Sem a Rússia a Ucrânia dependerá inteiramente do Ocidente para pagar suas contas, sem mencionar o risco de bancarrota. O que equivale a um montante de US$ 30 bilhões até o fim de 2014. Diferentemente do Egito, eles não podem ligar para a casa dos Sauditas e pedir alguma ajuda em petrodólares. Aqueles US$ 15 bilhões de empréstimo prometidos pela Rússia recentemente podem ser uma mão na roda - mas Moscou precisa ter algo em troca.

A percepção de que Putin ordenará um ataque militar à Ucrânia deveria cair na conta dos intelectuais sub-zoologicos da mídia corporativa estadunidense. Vlad do Martelo só precisa assistir ao circo - tal qual o regateio ocidental para saber onde pegar aqueles bilhões que serão atirados em um buraco sem fundo. Ou o FMI fabricando mais um horrendo "ajuste estrutural" para mandar a população ucraniana de volta ao Paleolítico.

A Criméia poderia até mesmo antecipar a encenação do seu carnaval retardado, votando não só por mais autonomia, mas pelo abandono completo do buraco sem fundo. Neste caso, Putin levaria a Criméia de graça - no estilo Krushcev. Não seria um mal negócio. Graças àquela opção estratégica "F**se a UE" pelo pivô russo.


* Pepe Escobar (1954) é jornalista, brasileiro, vive em São Paulo, Hong Kong e Paris, mas publica exclusivamente em inglês. Mantém coluna (The Roving Eye) no Asia Times Online; é também analista de política do blog Tom Dispatch e correspondente/ articulista das redes Russia Today, The Real News Network Televison e Al-Jazeera.

Livros:

- Globalistan: How the Globalized World is Dissolving into Liquid War, Nimble Books, 2007.
- Red Zone Blues: A Snapshot of Baghdad During the Surge, Nimble Books, 2007.
- Obama Does Globalistan, Nimble Books, 2009.
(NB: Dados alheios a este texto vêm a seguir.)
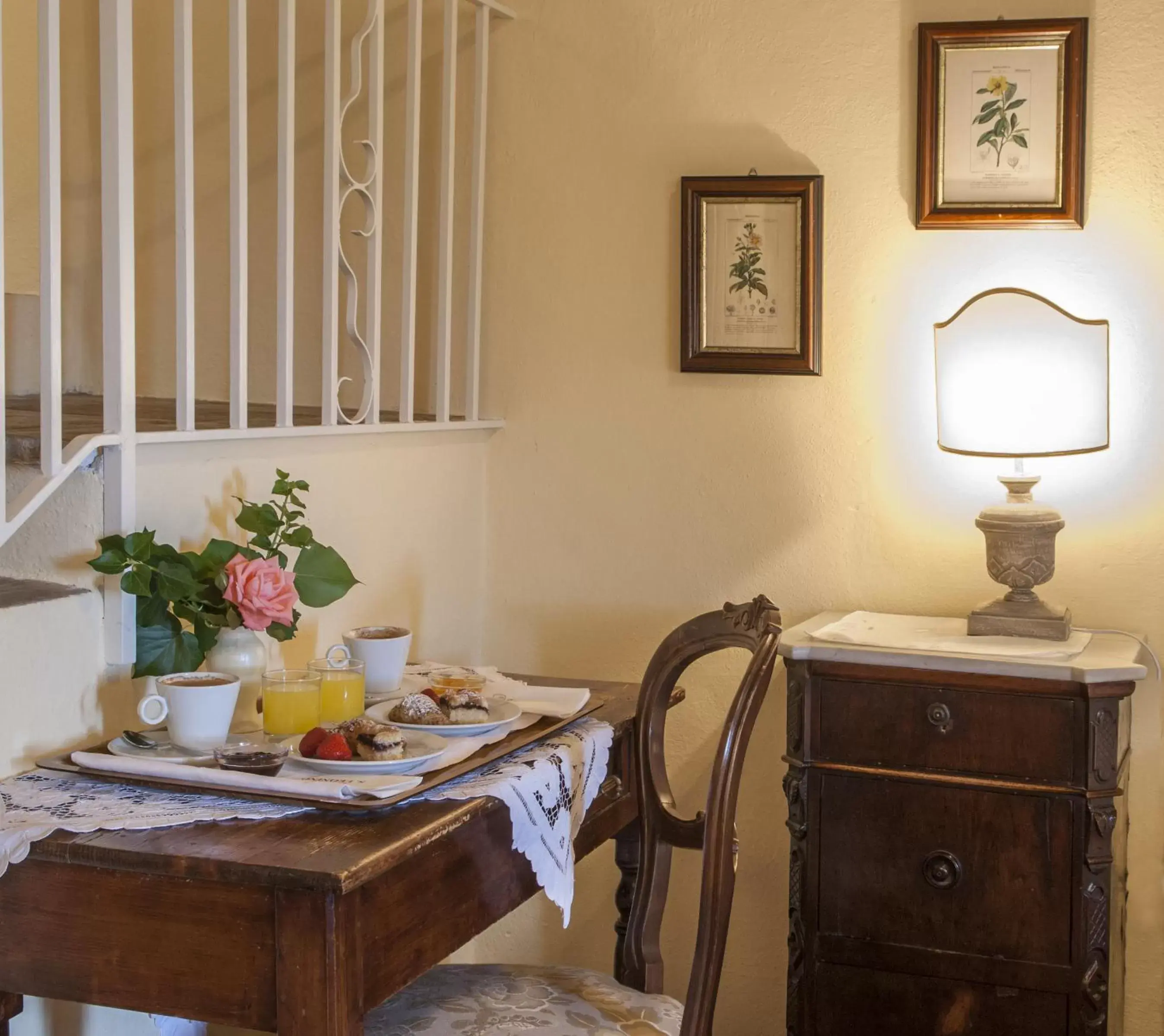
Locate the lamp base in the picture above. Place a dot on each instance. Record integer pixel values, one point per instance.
(1020, 618)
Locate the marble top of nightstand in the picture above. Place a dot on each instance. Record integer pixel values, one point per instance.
(1107, 658)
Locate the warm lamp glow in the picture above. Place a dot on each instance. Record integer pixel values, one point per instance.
(1018, 376)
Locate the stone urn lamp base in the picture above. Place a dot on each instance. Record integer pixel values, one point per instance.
(1020, 554)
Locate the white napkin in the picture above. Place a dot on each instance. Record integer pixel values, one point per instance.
(300, 782)
(913, 633)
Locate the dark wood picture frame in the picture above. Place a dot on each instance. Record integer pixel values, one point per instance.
(808, 193)
(934, 40)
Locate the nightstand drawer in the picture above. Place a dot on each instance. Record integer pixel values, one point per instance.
(957, 870)
(882, 1004)
(905, 726)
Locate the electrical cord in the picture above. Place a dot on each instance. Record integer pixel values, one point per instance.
(1140, 640)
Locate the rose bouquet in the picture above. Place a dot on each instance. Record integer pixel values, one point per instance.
(184, 598)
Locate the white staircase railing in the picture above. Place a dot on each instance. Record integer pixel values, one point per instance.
(360, 326)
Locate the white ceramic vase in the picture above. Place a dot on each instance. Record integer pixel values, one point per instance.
(243, 653)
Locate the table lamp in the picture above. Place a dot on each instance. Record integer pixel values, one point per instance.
(1020, 377)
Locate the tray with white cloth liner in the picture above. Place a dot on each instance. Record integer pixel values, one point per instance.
(514, 741)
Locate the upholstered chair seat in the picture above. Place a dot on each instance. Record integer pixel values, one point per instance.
(496, 999)
(501, 999)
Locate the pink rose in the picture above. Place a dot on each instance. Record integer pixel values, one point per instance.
(261, 590)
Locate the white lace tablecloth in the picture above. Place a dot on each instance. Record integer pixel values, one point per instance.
(547, 786)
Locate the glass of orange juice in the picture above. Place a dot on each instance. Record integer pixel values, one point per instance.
(291, 702)
(342, 687)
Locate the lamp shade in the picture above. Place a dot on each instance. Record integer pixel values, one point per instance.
(1018, 376)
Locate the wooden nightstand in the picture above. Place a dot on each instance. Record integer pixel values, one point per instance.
(954, 821)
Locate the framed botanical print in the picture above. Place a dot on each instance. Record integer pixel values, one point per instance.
(751, 274)
(1001, 124)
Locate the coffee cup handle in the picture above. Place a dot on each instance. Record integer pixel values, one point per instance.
(143, 708)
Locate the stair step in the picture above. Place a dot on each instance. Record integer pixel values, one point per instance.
(83, 414)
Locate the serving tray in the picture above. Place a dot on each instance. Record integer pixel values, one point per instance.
(487, 754)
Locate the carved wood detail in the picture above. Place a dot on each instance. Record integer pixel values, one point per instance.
(795, 728)
(753, 627)
(628, 851)
(1105, 743)
(797, 793)
(1101, 824)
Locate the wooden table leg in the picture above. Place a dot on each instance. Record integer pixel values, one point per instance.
(319, 970)
(628, 844)
(11, 1005)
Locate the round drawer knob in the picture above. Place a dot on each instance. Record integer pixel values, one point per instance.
(939, 714)
(942, 870)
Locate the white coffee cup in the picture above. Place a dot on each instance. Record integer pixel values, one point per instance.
(197, 707)
(385, 652)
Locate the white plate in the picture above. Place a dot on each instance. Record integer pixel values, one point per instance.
(501, 713)
(168, 752)
(418, 749)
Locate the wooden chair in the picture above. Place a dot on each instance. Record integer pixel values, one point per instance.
(466, 1000)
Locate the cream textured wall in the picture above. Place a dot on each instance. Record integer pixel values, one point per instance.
(626, 496)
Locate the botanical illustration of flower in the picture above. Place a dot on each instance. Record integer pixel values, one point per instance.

* Fonte: http://www.opednews.com/articles/1/Carnival-in-Crimea-by-Pepe-Escobar-America_Crimea_Pentagon_Putin-140301-655.html

Notas do autor:
1- EUA e Grã Bretanha dizem que a Ucrânia não é um campo de batalha entre Oriente e Ocidente, Daily Telegraph, 26 de fevereiro de 2014.
2- Immanuel Wallerstein - La geopolítica del cisma en Ucrania - em: http://www.jornada.unam.mx/2014/02/22/index.php?section=opinion&article=022a1mun
3- Biden: os EUA apoiam o novo governo da Ucrânia, Voice of America, 27 de fevereiro de 2014.

Notas da tradutora:

[*] apelido jocoso de Bush.
[**] referência à Christiane Amanpour - âncora da CNN.
[***] personagem do livro Alice no País das Maravilhas, de Lewis Carrol.